Una simple observación de un animal doméstico como un gato nos permite entender la base de la nueva teoría desarrollada por los investigadores estadounidenses. Sin necesidad de mover el resto de su cuerpo, estos pequeños felinos giran sus orejas para recopilar información del entorno, que posteriormente les servirá para hallar la alternativa más inteligente: saltar en busca de un insecto, escapar ante la presencia de un perro o alguna otra opción.
En cualquier caso, el animal utiliza sus órganos sensoriales para hallar datos que les permitan sopesar las posibilidades frente a un escenario de incertidumbre a resolver. El propósito es obtener lo necesario para sobrevivir, pero “invirtiendo” la menor cantidad posible de energía a través del movimiento, sabiendo que la energía gastada supone posteriormente nuevo alimento a conseguir.
De acuerdo a una nota de prensa, la investigación publicada en la revista especializada eLife y financiada en parte por la National Science Foundation, ha logrado descubrir la mecánica de esta clase de orientación inteligente, trabajando sobre cuatro especies animales diferentes e involucrando tres sentidos distintos.
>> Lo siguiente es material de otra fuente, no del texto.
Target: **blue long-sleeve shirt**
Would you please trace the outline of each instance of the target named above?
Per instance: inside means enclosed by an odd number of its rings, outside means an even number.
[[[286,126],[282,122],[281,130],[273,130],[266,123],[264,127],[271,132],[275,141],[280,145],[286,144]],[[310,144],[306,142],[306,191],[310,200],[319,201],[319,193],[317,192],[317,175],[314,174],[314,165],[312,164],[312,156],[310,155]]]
A partir de este hallazgo, los científicos desarrollaron una teoría que logra predecir con exactitud los movimientos de los animales.
El movimiento inteligente
La teoría podría aplicarse para optimizar la orientación y el movimiento de los vehículos autónomos, sobretodo en situaciones de incertidumbre, o para hacer más eficientes los desplazamientos de los robots, entre otras alternativas. Las especies estudiadas fueron los peces eléctricos, el topo ciego, la cucaracha americana y una variedad de polilla. En tanto, los tres sentidos involucrados fueron la electrorrecepción (pez eléctrico), la visión (polilla) y el olfato (topo y cucaracha).
“Si bien la mayoría de las teorías predicen cómo se comportará un animal cuando en gran parte ya sabe dónde está algo, la nuestra es una predicción que aplica en momentos en los que el animal sabe muy poco o nada, una situación de incertidumbre que es común en la vida y que resulta crítica para la supervivencia”, indicó Todd D. Murphey, profesor de ingeniería mecánica y coautor del estudio.
Los investigadores desarrollaron un algoritmo que muestra la forma en la cual los animales utilizan la operación energéticamente costosa del movimiento para conseguir una ubicación específica en el espacio, que les brindará información especialmente significativa para sus objetivos de supervivencia.
En consecuencia, la cantidad de energía que los animales están dispuestos a invertir en cada situación es directamente proporcional a la información que esperan obtener para conseguir aquello que buscan. Queda claro el potencial que tiene la aplicación de esta teoría en distintos problemas inherentes a la robótica y a las nuevas tecnologías de conducción de vehículos autónomos.